No. 67: Intellectual Property Rights in Investment Treaty Arbitration: A Critical Examination of the Philip Morris & Eli Lilly Awards

Details

Author(s):
Publish Date:
November 3, 2020
Publication Title:
TTLF Working Papers
Publisher:
Stanford Law School
Format:
Working Paper
Citation(s):
  • Pratyush Nath Upreti, Intellectual Property Rights in Investment Treaty Arbitration: A Critical Examination of the Philip Morris & Eli Lilly Awards, TTLF Working Papers No. 67, Stanford-Vienna Transatlantic Technology Law Forum (2020).
Related Organization(s):

Abstract

The relationship between intellectual property rights (IPRs) and investment treaty arbitration is a relatively new phenomenon.
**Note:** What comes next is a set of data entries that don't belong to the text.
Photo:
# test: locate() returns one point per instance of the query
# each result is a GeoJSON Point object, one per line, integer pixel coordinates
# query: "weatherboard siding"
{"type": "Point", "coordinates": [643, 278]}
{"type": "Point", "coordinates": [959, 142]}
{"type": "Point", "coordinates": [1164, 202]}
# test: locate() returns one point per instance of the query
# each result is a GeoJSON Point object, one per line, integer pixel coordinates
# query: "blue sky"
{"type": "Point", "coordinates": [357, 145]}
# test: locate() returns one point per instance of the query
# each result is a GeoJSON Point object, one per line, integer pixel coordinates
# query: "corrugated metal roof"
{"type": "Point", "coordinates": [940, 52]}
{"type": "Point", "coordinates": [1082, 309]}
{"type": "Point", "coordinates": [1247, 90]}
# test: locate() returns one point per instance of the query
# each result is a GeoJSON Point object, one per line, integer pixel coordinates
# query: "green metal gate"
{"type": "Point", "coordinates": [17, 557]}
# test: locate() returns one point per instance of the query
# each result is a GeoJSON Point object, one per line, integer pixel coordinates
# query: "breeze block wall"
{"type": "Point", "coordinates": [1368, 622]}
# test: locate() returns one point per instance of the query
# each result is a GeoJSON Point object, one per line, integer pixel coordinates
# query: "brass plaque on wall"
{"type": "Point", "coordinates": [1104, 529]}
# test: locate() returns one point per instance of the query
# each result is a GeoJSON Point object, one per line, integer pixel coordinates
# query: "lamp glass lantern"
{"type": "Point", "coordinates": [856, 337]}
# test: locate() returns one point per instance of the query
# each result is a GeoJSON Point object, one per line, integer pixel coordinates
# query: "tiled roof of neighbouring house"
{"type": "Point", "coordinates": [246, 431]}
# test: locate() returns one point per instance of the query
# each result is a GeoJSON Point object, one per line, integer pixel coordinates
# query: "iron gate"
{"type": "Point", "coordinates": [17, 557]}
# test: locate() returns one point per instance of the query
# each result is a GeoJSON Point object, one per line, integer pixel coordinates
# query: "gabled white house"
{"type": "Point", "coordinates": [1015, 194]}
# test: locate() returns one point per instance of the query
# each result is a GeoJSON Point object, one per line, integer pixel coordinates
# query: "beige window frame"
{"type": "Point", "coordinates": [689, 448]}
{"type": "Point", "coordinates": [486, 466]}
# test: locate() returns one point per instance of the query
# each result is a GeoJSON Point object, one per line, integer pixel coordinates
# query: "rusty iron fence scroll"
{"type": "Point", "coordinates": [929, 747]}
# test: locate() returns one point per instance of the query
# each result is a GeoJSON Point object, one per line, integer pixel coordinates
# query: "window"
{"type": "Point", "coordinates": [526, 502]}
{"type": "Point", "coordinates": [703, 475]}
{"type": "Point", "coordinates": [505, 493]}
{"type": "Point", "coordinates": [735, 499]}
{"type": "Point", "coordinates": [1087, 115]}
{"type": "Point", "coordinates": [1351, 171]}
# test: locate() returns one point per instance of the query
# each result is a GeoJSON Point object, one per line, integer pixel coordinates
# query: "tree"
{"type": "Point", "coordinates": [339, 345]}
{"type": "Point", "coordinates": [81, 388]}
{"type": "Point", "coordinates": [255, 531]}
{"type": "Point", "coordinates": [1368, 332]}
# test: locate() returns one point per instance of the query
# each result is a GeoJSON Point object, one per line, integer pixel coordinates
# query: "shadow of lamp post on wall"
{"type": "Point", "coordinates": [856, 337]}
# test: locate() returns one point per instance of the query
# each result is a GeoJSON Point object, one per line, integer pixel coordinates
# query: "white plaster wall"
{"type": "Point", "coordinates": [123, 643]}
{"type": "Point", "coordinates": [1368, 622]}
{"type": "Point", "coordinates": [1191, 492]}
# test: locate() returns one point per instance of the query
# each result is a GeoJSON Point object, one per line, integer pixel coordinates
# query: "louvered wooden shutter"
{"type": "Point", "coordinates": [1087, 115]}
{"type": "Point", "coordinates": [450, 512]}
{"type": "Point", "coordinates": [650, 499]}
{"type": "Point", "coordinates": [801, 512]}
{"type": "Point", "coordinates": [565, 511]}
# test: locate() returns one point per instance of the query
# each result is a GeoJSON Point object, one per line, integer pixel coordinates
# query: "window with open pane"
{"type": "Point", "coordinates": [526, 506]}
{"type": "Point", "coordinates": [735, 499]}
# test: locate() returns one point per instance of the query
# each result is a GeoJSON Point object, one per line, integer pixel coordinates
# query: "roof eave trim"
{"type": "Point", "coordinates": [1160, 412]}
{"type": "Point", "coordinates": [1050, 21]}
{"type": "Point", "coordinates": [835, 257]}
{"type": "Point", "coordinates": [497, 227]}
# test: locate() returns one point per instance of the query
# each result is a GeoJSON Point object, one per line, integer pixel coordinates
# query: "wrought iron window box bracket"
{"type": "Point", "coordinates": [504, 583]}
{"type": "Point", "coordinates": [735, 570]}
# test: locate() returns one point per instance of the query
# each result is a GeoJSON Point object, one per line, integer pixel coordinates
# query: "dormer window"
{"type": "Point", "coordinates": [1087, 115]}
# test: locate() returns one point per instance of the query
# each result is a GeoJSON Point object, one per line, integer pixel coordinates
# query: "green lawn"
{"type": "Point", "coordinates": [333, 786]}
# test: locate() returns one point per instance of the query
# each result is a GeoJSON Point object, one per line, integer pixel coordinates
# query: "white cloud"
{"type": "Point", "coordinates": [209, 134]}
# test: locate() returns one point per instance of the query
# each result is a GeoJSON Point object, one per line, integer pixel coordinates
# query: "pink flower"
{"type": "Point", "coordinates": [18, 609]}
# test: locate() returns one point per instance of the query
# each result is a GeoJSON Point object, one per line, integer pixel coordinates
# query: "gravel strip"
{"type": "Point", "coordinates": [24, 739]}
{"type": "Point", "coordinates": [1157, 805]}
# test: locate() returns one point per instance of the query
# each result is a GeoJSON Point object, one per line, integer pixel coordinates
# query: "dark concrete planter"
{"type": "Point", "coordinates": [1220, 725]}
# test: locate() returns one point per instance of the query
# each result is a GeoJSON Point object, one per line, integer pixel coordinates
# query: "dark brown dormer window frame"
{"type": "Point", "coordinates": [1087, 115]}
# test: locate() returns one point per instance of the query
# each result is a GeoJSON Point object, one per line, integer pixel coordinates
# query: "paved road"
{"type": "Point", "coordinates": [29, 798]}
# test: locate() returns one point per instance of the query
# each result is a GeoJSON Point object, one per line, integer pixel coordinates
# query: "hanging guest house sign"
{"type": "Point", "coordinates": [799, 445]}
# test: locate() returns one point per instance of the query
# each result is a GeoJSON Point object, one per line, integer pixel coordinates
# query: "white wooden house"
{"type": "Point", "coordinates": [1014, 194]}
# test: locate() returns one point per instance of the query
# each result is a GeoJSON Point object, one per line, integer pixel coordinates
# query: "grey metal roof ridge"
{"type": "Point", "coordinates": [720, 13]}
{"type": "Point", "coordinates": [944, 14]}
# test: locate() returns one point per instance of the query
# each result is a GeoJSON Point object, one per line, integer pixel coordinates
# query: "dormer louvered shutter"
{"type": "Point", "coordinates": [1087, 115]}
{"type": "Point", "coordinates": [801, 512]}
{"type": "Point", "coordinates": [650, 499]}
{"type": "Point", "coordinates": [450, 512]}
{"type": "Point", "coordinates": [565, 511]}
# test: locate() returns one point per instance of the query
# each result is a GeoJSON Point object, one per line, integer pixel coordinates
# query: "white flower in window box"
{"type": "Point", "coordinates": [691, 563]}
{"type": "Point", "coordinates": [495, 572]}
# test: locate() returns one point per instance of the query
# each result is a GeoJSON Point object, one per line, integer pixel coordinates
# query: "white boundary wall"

One reason is that the intellectual property system has been designed, implemented and enforced on the national level. A state may use the World Trade Organization dispute settlement mechanism for the clarification of an Agreement on Trade- Related Aspects of Intellectual Property Rights (TRIPS) provision. Alternatively, parties can resolve disputes either on the national level or through alternative dispute resolution, mainly arbitration and mediation. Despite the traditional practice, investors have brought forward intellectual property-related investor-state dispute settlement disputes in Philip Morris v. Uruguay and Eli Lilly v. Canada, which created opportunities for possible IPR litigation in the future. This paper critically examines the two disputes and broadly analyzes the important findings of these cases. The paper analyzes the arguments of the parties and the tribunal conclusions to show potential implications and challenges which these disputes might bring to the intellectual property system.